Evelyn and her banker husband Geoffrey live in Brighton. Geoffrey is superintendent of the internment camp where "enemy aliens" (Germans and Italians) are held captive. When Evelyn offers to read to prisoners, Geoffrey is discouraging. Furthermore, he reveals political views that Evelyn finds abhorrent. But Evelyn persists, and once there she meets a Jewish German artist who escaped to Britain after fleeing Sachsenhausen, where he had been interred for being one of the "degenerate" artists, so labelled by the Nazis because their work didn't comply with Aryan ideals.
The story follows Evelyn between May 1940 and June 1941. MacLeod weaves her research into the narrative so that fascinating snippets of cultural and political history emerge naturally: Picasso's Guernica on show at the Whitechapel Gallery from December 1938 to mid January 1939; the Nazi propaganda broadcasts made from Germany by the Irish-American William Joyce ("Lord Haw-Haw"); the landing of the Dutch foreign minister on Brighton beach in a sea-plane; Virginia Woolf's suicide; the bombing of Brighton Odeon.
MacLeod is potent on the devastation of war. Her second-person narrated description of a bomb explosion is viscerally powerful, hypnotising with the intimacy of the "you" form while shocking with bald facts. Her depiction of medical experiments on children in the German concentration camps horrifies with a single sentence.

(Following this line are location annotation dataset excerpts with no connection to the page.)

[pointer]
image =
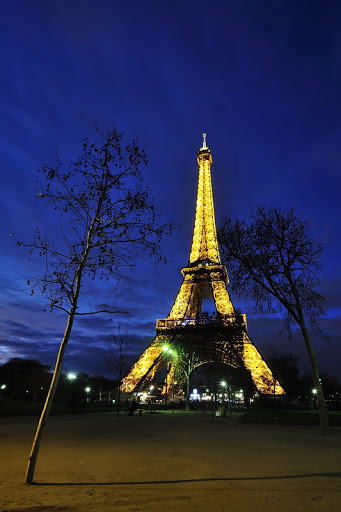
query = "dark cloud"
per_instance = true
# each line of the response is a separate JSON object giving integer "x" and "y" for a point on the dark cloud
{"x": 262, "y": 79}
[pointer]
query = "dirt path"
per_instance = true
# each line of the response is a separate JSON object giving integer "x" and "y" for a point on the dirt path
{"x": 169, "y": 462}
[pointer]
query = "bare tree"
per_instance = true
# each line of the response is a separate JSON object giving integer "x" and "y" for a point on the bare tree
{"x": 274, "y": 259}
{"x": 107, "y": 219}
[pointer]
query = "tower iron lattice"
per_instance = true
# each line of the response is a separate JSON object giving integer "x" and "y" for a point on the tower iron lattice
{"x": 204, "y": 277}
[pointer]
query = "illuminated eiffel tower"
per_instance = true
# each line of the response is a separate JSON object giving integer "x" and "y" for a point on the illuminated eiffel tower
{"x": 204, "y": 277}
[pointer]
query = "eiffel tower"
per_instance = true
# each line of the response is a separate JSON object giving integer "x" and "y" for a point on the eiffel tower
{"x": 204, "y": 277}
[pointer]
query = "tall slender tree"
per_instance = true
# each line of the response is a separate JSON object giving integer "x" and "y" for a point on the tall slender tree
{"x": 273, "y": 258}
{"x": 107, "y": 218}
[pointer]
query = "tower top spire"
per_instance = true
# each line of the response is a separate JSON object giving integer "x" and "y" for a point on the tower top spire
{"x": 205, "y": 244}
{"x": 204, "y": 146}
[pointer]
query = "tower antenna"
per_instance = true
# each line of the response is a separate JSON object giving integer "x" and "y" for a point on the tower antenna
{"x": 204, "y": 146}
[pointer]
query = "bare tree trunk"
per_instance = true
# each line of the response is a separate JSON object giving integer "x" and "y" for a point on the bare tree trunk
{"x": 321, "y": 404}
{"x": 187, "y": 391}
{"x": 48, "y": 403}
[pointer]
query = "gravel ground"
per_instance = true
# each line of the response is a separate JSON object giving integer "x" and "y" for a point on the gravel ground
{"x": 169, "y": 462}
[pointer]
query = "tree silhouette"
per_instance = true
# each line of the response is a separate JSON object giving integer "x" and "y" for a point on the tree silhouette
{"x": 107, "y": 219}
{"x": 274, "y": 259}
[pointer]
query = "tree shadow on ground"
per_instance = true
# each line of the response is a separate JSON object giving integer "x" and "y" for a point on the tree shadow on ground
{"x": 194, "y": 480}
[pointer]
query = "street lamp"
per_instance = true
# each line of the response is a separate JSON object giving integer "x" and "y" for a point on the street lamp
{"x": 87, "y": 390}
{"x": 168, "y": 352}
{"x": 314, "y": 394}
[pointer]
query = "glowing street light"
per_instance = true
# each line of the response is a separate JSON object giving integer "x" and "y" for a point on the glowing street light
{"x": 169, "y": 352}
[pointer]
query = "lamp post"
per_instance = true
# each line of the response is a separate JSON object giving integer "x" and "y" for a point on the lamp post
{"x": 223, "y": 385}
{"x": 87, "y": 391}
{"x": 314, "y": 393}
{"x": 168, "y": 351}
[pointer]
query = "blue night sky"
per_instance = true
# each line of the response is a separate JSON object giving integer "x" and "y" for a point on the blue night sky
{"x": 262, "y": 78}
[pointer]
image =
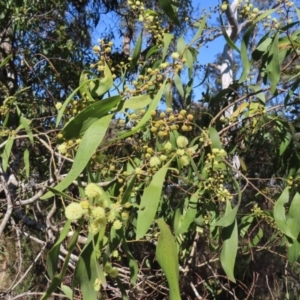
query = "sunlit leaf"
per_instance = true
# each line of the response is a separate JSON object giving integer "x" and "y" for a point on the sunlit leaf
{"x": 167, "y": 7}
{"x": 167, "y": 257}
{"x": 136, "y": 52}
{"x": 89, "y": 143}
{"x": 229, "y": 250}
{"x": 149, "y": 202}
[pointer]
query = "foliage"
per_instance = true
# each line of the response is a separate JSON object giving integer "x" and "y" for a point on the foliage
{"x": 195, "y": 200}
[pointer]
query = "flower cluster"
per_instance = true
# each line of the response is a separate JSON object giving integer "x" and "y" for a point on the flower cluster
{"x": 97, "y": 210}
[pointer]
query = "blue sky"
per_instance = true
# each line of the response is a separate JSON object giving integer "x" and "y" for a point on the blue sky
{"x": 207, "y": 54}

Often in literature, when headstrong young women with snobby, bigoted parents marry a man of whom their parents disapprove, he is a paragon of uxoriousness. Here, defying stereotypes, the seemingly just Geoffrey reveals ugly character traits. His triumphant (if transient) certainty that he has shed his adoration for Evelyn is deftly portrayed: "... he had outgrown his old need of her ... had cast off the dependence they had both mistaken for his love." Two children also transpire to have dark sides; a capacity for mob mentality and brutality.
There are some flaws. Although MacLeod's formal style admirably fits in with the argot of the time, she is overly fond of adverbs, and of strings of adjectives. Occasional sentences sound overwrought, with inappropriate metaphors conjured up. Rare cliches appear. Omniscient narrators who can read the thoughts of several characters at once have a distancing, fairy-tale effect.
Compensating for niggles, though, are the sensuality of MacLeod's prose, whether dealing with art, desire or love; and her uncanny way of allowing us to experience the thought processes of her characters as if they are traversing our own brain synapses.